There is a box that lives on top of our dresser–one we’re both intimately familiar with. We don’t open it often. There is a kind of sacred time and space for it that we both respect, only opening its contents when we are spending time either alone or together in reflection with the Lord. Its contents hold the memories of one of the most painful times of our marriage–the loss of our first child, the Peanut who made you a daddy.
And while I didn’t say a word, I peeked in the bedroom the other day to see you carefully untying the sweet blue ribbon that holds it closed most days. I saw you gently remove the tiny knit hat made just for him. I watched as you held our only ultrasound picture, silently weeping and praying for life lost too soon, a life that heard only our voices before hearing the voice of Jesus.
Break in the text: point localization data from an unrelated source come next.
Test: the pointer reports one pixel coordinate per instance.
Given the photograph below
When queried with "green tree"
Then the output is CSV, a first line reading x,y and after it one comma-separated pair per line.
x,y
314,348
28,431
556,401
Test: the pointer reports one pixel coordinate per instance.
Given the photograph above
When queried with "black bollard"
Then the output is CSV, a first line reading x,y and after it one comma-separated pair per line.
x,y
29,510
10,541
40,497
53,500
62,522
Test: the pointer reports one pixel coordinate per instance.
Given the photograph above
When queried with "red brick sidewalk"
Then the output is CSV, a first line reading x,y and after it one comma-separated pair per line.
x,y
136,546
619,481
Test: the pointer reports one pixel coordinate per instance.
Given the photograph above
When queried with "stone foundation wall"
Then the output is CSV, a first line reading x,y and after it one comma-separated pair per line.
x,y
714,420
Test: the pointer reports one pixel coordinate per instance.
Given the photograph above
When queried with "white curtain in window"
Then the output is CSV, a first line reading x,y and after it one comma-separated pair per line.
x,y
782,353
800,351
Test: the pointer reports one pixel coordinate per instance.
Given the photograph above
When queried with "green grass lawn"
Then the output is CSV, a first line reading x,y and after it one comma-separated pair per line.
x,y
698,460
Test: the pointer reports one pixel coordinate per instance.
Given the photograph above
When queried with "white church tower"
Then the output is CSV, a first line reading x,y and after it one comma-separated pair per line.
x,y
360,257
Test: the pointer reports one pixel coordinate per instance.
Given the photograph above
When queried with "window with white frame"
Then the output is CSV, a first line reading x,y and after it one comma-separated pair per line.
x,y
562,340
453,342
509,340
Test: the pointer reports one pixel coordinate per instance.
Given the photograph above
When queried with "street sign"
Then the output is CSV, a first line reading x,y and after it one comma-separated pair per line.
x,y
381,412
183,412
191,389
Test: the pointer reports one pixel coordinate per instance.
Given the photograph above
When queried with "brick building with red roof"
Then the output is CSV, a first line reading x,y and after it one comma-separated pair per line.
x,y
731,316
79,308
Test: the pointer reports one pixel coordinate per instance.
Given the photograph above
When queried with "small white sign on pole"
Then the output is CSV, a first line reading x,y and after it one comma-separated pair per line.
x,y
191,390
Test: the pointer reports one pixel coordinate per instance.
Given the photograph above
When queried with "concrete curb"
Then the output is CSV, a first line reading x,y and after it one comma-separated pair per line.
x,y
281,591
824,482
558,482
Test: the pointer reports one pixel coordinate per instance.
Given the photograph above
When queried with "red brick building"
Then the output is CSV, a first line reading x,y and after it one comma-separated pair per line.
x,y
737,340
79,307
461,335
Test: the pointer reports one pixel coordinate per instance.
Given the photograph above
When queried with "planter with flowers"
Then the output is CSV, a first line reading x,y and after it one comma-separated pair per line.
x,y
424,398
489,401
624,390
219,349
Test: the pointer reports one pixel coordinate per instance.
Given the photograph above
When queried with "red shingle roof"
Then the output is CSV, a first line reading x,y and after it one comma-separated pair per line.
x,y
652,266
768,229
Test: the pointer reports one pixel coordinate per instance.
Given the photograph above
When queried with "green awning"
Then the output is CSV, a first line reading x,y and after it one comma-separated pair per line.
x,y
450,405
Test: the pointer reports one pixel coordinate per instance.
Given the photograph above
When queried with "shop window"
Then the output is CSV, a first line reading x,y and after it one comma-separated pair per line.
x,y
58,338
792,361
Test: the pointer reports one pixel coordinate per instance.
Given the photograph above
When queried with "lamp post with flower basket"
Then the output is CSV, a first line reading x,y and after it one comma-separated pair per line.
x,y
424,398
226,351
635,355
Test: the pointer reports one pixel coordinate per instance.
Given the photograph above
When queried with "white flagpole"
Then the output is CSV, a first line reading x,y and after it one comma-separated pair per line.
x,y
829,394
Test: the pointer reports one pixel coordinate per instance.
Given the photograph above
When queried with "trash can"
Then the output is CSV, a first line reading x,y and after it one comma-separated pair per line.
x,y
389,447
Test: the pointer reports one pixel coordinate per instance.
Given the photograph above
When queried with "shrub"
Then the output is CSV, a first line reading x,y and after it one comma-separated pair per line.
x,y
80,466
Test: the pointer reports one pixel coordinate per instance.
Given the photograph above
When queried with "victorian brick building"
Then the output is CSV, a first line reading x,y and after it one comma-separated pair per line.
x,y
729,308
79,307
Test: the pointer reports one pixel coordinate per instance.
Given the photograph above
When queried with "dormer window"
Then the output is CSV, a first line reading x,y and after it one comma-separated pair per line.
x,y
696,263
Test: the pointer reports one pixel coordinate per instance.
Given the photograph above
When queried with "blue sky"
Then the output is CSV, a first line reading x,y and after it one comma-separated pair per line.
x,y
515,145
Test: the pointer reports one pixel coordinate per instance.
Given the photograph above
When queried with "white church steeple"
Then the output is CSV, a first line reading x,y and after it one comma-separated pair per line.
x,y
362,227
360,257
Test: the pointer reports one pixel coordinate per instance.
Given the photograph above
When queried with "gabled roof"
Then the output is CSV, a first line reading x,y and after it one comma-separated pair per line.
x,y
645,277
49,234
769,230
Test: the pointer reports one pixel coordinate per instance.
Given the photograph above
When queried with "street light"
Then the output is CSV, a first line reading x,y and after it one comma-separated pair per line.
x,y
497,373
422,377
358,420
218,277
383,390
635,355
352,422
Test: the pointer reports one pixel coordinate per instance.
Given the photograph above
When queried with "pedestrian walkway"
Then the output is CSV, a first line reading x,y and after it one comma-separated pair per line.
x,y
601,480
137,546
Though it’s been nearly four years, I see your grief still with you.
It’s grief that isn’t talked about—miscarriage itself is a taboo subject, but especially for the daddies. In the weeks after our loss, everyone asked you how I was doing, how I was feeling, how I was holding up.
Rarely, if ever, did anyone ask how you were doing.
But I saw it. I saw the heart-wrenching cries of anger and pain, coupled with periods of depression. I saw you being strong for me, refusing to leave my side, and fielding phone calls from well-meaning friends that I simply couldn’t bring myself to answer. I saw you navigating your own grief while burdened with the additional pain of watching your wife spiral into a depression that mirrored the postpartum period.
Perhaps the most overlooked survivors of miscarriage are the fathers–the ones who struggle to give themselves permission to grieve.
The fathers who experience the trauma of losing the physical presence of a child and the emotional presence of a wife. In the days following our loss, you often told me how out of control you felt in the moment; somehow, watching me endure the physical pain convinced you that your experience wasn’t as traumatic. Nothing could be further from the truth.
There is nothing natural about death. Yes, death is part of our human experience. But when we remember Genesis and the Garden of Eden, death didn’t enter the world until the fall. Things are not as they should be in the world; this is why we grieve. We were created for life and purpose and to live for the glory of God, and when that is taken away, we are reminded that this world is not our home.
And so we grieve–daddies and mommies together.
But in our collective grief, we also know hope. We know our child is being held by Jesus. We know that in our pain and loss, God is strengthening our marriage, comforting us that we might one day comfort others who have lost a child.
We know that one day, our son will ask us about the box on the dresser, and we will sit down together and explain that he has a brother in Heaven who is happy and loved. I don’t know when that day will come; I imagine it is several years in the future when our pain is still real, but slowly continuing to be healed by a God who loves us more than we can imagine.
Until that day, I’ll hold you in your grief.